Fuera de la ciudad

No aguantaba más vivir en la ciudad. Había pasado toda mi vida ahí, sin darme cuenta de lo antinatural de las sirenas, los embotellamientos, los traslados diarios y la gente que aparece por todos lados, como si brotara de entre las baldosas. Quería ver brillar el sol sin necesidad de pispearlo entre edificios, y ver el reflejo de su brillo sobre el pasto verde, o la tierra marrón.

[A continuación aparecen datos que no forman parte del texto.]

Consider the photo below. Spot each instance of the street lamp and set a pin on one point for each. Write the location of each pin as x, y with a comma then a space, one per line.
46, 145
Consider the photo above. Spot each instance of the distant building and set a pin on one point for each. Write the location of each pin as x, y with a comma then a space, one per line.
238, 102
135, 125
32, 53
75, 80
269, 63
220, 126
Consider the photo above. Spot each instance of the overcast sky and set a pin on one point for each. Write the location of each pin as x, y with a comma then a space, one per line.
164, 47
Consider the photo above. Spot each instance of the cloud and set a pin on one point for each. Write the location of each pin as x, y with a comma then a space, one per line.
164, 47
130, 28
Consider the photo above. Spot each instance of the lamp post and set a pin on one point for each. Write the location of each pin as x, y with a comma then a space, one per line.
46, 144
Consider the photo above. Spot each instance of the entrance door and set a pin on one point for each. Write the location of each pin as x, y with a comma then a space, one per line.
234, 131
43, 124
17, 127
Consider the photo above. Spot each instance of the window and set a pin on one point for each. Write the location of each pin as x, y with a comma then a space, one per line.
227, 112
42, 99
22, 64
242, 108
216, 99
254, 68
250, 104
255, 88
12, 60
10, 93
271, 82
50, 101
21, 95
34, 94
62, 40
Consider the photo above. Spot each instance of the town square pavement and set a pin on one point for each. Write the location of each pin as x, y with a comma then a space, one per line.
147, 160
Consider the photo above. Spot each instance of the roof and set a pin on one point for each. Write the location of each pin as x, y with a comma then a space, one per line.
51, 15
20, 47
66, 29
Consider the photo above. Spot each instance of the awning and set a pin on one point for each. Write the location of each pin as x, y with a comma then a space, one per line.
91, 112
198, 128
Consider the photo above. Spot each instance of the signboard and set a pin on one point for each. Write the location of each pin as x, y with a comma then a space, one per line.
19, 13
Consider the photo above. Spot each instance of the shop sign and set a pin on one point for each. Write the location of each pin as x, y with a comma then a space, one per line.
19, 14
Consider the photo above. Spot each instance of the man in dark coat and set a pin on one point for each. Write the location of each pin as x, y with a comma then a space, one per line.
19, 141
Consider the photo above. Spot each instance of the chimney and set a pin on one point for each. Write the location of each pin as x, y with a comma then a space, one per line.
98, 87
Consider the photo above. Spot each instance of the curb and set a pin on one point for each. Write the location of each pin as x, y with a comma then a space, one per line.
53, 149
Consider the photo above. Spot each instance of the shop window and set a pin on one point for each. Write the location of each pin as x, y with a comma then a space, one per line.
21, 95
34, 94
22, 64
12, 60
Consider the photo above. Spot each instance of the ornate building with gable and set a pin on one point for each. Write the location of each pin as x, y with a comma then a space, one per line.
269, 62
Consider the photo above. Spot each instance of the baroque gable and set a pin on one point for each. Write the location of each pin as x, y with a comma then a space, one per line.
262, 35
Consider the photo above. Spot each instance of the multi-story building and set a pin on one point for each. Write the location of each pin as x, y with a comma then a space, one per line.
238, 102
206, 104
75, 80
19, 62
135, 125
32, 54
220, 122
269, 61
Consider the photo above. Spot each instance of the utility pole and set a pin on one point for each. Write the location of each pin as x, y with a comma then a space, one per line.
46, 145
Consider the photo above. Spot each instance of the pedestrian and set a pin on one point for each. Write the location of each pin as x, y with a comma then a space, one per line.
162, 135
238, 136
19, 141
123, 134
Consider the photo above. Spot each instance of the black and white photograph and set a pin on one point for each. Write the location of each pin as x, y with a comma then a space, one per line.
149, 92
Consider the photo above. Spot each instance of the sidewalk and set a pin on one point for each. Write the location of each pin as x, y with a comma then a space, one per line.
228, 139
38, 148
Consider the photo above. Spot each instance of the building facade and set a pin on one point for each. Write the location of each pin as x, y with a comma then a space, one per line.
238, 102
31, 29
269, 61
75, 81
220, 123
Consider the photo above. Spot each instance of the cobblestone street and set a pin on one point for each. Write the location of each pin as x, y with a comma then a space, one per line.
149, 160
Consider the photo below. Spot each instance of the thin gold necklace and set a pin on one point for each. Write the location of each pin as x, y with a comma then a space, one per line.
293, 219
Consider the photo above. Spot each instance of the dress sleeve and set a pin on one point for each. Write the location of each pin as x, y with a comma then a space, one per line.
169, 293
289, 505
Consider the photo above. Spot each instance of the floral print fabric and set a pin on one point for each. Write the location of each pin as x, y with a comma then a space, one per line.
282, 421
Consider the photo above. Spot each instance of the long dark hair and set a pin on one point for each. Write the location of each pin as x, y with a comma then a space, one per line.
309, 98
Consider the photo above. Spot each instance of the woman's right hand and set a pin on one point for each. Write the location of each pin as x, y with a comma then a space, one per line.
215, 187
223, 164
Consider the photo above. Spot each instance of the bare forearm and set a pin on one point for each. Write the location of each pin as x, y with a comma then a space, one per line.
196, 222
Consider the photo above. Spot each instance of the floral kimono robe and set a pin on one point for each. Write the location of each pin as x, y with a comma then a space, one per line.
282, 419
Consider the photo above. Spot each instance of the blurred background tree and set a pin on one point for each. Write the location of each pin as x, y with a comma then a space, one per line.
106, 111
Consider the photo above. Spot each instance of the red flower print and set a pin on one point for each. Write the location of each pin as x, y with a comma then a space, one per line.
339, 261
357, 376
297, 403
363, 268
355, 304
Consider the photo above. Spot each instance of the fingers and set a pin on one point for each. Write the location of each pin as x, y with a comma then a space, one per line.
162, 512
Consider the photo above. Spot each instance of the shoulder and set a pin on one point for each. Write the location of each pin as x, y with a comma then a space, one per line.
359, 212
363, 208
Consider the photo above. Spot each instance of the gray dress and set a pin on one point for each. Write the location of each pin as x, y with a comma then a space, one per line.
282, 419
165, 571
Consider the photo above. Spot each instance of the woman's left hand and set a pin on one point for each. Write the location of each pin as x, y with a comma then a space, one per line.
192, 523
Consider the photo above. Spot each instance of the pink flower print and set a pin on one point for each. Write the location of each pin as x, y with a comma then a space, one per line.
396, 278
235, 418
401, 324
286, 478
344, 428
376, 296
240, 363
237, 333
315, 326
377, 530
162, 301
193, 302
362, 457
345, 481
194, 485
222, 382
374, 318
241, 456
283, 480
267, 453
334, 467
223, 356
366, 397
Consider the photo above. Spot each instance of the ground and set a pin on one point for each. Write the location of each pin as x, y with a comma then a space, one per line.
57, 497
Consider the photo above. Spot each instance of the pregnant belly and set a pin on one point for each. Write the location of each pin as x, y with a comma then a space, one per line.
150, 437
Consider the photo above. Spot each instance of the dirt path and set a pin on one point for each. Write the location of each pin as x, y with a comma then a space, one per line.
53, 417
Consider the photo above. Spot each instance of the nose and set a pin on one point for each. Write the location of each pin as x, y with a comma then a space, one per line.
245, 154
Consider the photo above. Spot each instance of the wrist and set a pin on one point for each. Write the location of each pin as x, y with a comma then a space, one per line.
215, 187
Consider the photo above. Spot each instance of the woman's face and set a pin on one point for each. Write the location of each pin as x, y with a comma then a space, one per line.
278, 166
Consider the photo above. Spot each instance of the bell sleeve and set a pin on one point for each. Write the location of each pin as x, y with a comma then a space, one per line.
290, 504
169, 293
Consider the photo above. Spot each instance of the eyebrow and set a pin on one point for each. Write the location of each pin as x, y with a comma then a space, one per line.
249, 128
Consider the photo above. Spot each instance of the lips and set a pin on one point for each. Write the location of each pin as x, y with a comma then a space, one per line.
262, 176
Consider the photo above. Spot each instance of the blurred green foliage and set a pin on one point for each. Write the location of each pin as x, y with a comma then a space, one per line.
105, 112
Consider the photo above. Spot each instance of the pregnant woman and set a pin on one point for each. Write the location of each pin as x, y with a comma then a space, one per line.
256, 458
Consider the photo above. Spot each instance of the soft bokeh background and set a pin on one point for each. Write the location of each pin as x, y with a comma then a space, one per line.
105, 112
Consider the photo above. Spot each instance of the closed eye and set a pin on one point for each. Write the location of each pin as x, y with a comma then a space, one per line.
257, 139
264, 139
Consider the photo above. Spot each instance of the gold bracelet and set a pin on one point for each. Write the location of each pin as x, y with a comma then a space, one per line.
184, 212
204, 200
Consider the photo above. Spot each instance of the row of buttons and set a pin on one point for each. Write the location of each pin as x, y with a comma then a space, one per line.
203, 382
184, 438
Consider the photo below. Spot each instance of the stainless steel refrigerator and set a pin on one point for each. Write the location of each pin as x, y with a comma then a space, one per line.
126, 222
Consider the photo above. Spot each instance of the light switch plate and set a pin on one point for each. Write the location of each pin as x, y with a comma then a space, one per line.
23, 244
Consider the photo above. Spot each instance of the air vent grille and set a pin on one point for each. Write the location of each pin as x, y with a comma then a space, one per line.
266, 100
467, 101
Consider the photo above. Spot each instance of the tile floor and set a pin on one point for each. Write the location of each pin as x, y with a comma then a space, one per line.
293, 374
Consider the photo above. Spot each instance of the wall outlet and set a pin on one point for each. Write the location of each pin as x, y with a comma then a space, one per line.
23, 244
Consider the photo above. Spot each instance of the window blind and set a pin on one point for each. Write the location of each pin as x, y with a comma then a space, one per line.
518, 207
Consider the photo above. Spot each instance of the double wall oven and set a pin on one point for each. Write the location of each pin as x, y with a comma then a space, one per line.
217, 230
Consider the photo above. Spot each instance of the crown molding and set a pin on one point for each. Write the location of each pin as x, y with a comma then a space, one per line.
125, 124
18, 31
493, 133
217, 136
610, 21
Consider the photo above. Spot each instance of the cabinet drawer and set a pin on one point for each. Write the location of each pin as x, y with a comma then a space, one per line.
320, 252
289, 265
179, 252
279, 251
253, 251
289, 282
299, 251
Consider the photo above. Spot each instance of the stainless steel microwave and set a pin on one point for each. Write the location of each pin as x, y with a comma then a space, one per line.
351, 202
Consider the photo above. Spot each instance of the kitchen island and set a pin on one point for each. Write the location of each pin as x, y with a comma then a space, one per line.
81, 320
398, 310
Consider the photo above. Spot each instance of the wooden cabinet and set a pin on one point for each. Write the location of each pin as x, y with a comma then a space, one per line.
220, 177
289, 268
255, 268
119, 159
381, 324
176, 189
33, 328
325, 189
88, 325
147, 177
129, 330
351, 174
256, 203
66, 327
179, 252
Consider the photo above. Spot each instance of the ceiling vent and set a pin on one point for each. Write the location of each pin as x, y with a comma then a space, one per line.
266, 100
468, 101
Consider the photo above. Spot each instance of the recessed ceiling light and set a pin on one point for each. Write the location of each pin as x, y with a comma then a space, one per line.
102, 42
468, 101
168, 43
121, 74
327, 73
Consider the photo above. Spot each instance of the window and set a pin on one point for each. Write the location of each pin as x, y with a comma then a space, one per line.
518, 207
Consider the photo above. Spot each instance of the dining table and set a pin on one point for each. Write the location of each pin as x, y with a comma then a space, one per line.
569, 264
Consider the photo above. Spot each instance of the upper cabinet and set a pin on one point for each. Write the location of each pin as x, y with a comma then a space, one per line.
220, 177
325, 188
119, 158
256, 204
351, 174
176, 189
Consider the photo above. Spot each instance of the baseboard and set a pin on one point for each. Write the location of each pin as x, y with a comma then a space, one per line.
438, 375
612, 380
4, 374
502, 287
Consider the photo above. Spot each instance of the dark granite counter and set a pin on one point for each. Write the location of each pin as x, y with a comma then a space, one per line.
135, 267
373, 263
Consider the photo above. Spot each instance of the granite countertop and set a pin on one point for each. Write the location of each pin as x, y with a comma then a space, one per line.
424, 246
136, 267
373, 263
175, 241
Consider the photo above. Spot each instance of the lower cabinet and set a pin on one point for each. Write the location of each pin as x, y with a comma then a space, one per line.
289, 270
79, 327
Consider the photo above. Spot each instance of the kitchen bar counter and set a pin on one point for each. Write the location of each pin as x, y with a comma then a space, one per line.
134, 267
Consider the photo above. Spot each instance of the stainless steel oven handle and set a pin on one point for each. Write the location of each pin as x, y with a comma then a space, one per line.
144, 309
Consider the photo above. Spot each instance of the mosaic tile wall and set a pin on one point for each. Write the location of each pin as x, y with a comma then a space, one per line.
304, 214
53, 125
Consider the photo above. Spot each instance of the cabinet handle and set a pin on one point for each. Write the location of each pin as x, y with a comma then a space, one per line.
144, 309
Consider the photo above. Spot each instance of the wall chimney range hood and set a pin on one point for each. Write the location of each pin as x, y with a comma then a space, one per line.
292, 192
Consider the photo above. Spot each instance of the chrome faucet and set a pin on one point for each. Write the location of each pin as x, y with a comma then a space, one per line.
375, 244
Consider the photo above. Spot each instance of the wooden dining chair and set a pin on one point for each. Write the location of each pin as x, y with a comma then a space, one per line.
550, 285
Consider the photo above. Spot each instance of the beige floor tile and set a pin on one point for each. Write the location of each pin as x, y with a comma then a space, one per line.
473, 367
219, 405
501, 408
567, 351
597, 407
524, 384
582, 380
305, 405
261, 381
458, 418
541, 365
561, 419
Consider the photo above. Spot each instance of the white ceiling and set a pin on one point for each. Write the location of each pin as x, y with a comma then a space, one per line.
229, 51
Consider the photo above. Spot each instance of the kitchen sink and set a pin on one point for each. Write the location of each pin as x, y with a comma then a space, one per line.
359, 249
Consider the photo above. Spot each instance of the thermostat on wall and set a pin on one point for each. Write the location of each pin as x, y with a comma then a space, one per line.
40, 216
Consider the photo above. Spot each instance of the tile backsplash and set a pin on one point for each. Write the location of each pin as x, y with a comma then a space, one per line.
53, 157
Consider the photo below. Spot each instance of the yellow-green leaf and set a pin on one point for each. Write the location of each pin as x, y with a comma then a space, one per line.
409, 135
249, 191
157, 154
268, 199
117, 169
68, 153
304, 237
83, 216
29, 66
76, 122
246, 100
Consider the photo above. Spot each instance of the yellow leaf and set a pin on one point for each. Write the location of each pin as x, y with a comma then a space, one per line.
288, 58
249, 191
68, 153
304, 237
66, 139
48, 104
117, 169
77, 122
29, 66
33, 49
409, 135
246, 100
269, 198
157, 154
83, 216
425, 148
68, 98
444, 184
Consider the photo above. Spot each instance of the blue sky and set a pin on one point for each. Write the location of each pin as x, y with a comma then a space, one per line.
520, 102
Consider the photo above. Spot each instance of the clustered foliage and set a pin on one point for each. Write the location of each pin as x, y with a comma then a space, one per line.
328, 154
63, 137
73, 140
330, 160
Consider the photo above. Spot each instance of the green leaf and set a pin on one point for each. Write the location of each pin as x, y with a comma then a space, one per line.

Que no se desperdiciara en calentar el pavimento con el que hemos cubierto todo el suelo.
Cuando la vida de la ciudad llegó a tal nivel que no pude tenerla como ruido de fondo, no tenía forma de ignorarla. Algo tenía que hacer. Empecé a pensar en la posibilidad de irme de la ciudad. Antes no se me había ocurrido. Vivía más o menos conforme, no sé si tranquilo, pero me adaptaba al vértigo urbano. Y un día me di cuenta de que no era necesario. Otra vida debía ser posible.
No sabía si tenía el coraje necesario para dar ese paso. Tenía miedo de que fuera demasiado tarde, de que mi vida estuviera demasiado adaptada y no pudiera desenvolverme en un lugar más tranquilo. Entonces empecé a pedir consejo a mucha gente.
Es cierto, me obsesioné un poco. Es que la ciudad está siempre presente, y cuando uno se da cuenta la ve todo el tiempo, a su alrededor. Cada vez que salía a la calle, ahí estaba la ciudad. Ya me molestaba su sola presencia. O mi presencia ahí. Por eso le hablaba a todo el mundo sobre la idea de irme. Algunos me desalentaban, pero la mayoría no. En general pensaban que era una buena idea. Me decían que lo hiciera, que me fuera, y que si ellos pudieran harían lo mismo.
Decidí explicarles que ellos también podían. Todos podíamos. Pero por alguna razón no lo hacíamos. Capaz que algo más complejo que lo que estábamos pensando nos impedía hacer el cambio. Claro que no es fácil cambiar completamente la vida de uno.
Logré, sin embargo, convencer a algunos. De hecho, se fueron antes que yo. Yo todavía no me animaba, aunque me gustaba la expectativa de tener amigos para ver cuando me fuera de la ciudad. Nos habíamos puesto de acuerdo en ir a un bosque en particular, así podíamos encontrarnos.
Mis amigos se entusiasmaron tanto que no sólo dejaron todo y se fueron. También convencieron a amigos suyos para ir con ellos, que a su vez convencieron a amigos propios. Se terminó yendo un contingente importante. Después otro. Y otro. Abandonar la ciudad se puso de moda. Las autopistas se colmaban con jeeps cero kilómetro de gente que se los compraba para poder manejar en el bosque.
Pero llegó un momento en el que en el bosque no necesitaban jeeps. La gente que ya estaba se había encargado de crear caminos rudimentarios para que los demás pudieran llegar. Se estableció una organización de la comunidad que se iba formando, para evitar el desorden.
Había gente que no quería abandonar la ciudad, pero veía como buen negocio venderles productos a los habitantes del bosque. Había un mercado no explotado, que se hizo más grande cuando los comerciantes empezaron a requerir productos para ellos, como comida, jabón, faroles, instrumentos musicales, libros y dispositivos de comunicaciones, que pudieron ser usados cuando la primera empresa de telefonía celular instaló una antena en el árbol más alto del bosque.
Todo esto ocurría a una velocidad asombrosa. Casi no me dio tiempo para adaptarme a los cambios. Seguía con la idea de irme al bosque en cualquier momento. Hasta que me di cuenta de que mi cuerpo ya no me lo pedía. La vida se había hecho más apacible en la ciudad. El silencio se había apoderado de las calles. Podían pasar varios días sin ver a ninguna persona. Empecé a disfrutar una nueva rutina, de salir a la calle y recorrer un lugar amplio, sólo para mí. Y a ver crecer los yuyos entre las grietas del pavimento.